Eyes Full of Empty
Page 13
Eve dives in first. “Arthur was…Thibaut’s boyfriend. He contacted me last night. Thibaut had told him about me.”
Thibaut never mentioned Arthur on the tapes. I turn to him. “Well?”
He makes up his mind to speak at last. His voice sounds worried. I get the feeling he might break out blubbering any minute. “We were supposed to go away together. We’d bought our plane tickets. The day we were supposed to leave, I was going to meet him at the airport but he didn’t show up.”
“Go where?”
“A little tour around South America.”
Poor dumb fucks thought they were adventurers. The kind of guys you’d find wandering around Ciudad Juárez at three in the morning looking for a karaoke bar. I’m thinking it’s a good thing this trip never happened. It wouldn’t have ended well.
“I haven’t heard from him since.”
I feel bad for Arthur. He’s one of those people who don’t believe evil exists. A vast club whose members I keep running into day after day. Always thinking everything’s going to work out just fine. They haven’t seen what I’ve seen. Usually when I meet them, they’ve just gotten booted out on their asses from this fraternity of the gullible and are frantically looking around for an instruction manual that doesn’t exist.

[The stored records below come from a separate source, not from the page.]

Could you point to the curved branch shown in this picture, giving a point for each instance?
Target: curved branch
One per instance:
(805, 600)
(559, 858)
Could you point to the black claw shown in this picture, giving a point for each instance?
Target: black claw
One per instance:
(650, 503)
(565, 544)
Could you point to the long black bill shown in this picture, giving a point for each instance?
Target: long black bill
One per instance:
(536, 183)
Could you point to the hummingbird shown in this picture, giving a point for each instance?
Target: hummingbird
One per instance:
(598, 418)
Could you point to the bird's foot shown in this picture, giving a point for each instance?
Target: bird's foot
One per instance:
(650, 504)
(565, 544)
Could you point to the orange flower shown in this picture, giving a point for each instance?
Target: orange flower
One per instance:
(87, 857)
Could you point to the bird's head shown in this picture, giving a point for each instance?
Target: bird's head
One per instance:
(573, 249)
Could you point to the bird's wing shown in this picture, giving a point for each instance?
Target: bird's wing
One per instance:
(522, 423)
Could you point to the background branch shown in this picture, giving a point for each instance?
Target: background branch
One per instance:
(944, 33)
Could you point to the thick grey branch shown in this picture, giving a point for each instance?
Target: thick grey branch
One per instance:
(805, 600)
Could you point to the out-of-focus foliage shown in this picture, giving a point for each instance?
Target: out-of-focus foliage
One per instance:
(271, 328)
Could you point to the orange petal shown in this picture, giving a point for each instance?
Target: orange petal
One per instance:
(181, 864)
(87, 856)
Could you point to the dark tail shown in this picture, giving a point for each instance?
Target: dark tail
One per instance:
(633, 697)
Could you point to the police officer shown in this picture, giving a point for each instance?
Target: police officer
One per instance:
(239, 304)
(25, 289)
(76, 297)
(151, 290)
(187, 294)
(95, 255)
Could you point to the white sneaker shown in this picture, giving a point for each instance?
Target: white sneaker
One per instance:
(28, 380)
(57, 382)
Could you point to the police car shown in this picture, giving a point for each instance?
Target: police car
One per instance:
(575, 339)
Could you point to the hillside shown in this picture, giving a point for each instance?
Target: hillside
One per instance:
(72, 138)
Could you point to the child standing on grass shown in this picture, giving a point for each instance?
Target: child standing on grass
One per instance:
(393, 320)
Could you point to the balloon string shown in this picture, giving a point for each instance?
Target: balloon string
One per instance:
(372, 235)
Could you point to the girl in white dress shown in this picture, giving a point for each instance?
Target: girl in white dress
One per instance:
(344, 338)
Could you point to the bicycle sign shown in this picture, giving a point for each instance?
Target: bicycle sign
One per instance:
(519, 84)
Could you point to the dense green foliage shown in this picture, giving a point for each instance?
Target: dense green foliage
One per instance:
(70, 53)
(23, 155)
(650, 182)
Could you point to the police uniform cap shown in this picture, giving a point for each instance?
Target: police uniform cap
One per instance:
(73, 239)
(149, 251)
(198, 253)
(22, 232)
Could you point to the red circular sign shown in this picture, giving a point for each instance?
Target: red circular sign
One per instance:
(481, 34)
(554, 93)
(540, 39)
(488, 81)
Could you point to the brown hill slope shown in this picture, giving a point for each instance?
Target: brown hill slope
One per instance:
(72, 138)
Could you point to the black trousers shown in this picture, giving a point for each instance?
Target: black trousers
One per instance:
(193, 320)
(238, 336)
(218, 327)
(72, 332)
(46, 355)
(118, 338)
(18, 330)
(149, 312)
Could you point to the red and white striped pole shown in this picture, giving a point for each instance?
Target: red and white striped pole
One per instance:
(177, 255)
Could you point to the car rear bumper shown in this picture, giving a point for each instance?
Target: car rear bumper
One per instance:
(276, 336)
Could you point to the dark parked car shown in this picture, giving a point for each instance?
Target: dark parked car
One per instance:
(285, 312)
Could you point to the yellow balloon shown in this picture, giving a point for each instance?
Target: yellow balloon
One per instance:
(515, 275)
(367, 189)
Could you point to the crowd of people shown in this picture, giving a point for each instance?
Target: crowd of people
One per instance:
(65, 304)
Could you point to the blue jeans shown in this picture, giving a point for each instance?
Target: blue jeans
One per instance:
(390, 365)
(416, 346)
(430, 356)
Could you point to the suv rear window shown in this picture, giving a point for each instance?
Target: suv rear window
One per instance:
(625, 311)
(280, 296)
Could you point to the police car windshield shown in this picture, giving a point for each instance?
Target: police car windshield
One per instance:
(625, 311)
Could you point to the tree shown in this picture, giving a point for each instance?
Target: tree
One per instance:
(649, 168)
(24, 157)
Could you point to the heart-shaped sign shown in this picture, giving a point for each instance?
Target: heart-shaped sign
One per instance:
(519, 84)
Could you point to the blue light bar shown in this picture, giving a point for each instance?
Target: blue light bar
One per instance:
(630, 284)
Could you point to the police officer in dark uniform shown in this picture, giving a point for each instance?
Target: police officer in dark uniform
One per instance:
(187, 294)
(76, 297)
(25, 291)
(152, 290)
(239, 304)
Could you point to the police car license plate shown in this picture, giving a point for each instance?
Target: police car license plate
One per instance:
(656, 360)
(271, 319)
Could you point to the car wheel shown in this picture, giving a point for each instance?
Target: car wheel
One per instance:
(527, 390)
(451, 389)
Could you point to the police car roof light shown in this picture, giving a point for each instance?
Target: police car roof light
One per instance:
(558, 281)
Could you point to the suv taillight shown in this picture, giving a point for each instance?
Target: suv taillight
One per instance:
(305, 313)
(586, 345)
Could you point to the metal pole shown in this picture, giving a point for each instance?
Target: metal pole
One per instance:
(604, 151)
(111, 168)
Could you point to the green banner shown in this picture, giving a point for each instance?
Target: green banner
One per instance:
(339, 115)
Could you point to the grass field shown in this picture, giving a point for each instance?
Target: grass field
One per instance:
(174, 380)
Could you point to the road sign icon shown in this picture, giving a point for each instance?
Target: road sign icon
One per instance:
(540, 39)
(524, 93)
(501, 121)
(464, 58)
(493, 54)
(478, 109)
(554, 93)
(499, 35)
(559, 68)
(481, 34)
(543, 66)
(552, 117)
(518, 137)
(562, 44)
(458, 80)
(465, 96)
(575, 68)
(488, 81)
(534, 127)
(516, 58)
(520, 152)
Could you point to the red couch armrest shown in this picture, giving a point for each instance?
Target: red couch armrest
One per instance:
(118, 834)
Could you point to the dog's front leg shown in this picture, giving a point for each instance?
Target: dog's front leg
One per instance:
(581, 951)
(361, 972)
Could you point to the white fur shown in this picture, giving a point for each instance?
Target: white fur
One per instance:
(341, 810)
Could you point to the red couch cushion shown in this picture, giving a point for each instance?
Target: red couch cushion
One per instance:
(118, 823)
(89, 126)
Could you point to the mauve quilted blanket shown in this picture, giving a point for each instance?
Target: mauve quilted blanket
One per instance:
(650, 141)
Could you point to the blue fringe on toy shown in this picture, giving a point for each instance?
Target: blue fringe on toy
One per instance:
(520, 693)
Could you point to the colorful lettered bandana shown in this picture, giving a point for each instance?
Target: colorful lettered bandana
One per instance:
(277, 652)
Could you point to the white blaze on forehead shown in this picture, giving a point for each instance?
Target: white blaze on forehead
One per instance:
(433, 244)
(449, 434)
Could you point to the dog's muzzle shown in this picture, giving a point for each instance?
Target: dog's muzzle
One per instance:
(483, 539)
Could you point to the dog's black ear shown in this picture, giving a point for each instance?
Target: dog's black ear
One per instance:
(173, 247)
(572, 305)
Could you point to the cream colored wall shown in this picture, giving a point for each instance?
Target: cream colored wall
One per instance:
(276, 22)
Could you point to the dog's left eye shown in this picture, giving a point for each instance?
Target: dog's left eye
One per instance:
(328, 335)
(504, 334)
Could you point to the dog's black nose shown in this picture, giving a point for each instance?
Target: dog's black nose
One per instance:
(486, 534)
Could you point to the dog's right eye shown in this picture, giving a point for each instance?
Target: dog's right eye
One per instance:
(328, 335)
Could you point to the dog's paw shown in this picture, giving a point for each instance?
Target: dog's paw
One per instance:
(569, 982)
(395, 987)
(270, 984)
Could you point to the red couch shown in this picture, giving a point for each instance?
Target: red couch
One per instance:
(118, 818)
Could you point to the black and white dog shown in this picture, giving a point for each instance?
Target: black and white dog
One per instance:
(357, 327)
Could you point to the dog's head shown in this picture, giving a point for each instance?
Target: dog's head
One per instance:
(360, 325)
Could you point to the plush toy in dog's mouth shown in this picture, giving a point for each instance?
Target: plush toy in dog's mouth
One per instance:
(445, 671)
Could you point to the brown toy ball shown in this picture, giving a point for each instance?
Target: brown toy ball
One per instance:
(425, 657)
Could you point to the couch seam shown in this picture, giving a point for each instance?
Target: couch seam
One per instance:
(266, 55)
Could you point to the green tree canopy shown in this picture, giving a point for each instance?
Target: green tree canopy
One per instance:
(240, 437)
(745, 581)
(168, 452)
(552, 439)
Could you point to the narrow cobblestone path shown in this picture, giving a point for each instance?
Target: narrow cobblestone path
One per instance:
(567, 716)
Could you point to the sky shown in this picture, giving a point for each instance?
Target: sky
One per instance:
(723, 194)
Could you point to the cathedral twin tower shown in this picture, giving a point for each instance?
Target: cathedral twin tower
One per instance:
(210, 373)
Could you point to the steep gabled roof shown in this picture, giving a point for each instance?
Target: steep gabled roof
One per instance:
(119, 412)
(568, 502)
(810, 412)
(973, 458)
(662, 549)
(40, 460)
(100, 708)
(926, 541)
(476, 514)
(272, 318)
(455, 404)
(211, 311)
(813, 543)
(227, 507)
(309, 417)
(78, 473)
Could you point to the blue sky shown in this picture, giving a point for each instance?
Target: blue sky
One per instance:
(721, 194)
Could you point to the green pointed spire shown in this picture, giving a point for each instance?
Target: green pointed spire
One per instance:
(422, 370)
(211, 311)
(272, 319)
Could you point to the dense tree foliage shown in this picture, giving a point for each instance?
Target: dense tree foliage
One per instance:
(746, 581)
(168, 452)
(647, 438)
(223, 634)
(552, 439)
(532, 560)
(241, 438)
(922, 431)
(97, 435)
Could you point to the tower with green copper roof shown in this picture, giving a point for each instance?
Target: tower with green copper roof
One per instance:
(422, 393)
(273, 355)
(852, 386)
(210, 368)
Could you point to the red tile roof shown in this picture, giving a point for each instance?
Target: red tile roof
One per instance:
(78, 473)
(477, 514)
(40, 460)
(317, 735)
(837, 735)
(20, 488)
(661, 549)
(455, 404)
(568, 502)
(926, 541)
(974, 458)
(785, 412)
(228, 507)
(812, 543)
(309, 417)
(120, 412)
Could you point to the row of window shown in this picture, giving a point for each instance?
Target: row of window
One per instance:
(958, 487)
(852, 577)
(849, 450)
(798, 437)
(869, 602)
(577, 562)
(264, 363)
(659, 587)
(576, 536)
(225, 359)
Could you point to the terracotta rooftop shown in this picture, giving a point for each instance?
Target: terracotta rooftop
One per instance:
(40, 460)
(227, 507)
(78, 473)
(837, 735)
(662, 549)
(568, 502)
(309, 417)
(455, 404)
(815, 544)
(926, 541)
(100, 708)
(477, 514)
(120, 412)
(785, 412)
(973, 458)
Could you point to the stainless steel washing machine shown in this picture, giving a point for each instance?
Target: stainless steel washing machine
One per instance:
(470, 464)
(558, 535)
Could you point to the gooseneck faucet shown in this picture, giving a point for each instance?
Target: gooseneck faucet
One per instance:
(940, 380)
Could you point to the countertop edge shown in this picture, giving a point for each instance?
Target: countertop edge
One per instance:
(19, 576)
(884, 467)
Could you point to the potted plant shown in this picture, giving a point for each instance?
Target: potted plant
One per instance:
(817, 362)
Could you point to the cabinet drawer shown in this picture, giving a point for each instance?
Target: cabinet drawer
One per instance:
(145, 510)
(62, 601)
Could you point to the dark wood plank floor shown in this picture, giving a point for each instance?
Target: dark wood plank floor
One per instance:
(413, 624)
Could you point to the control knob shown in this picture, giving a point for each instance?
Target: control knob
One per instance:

“Not a word?” I ask, to be sure he’s not hiding anything.
“No.” He doesn’t sound like he’s lying.
“His phone?”
“Voice mail.”
“Was he acting funny before you guys were due to leave?”
“He was happy.”
“Did he give you the impression he was…seeing someone else?”
He shakes his head.
“Nothing out of the ordinary?”
“He said he felt like he was being followed.” He swallows. “He’d been feeling that way for weeks. Then one night, two guys tried to force him into a car on our way back to his place. I screamed, and since there were people around, the two guys drove off.”
“You remember what they look like?”
“No, it was dark out.”
“Did you report the incident?”
“Yes, but they didn’t come up with anything.”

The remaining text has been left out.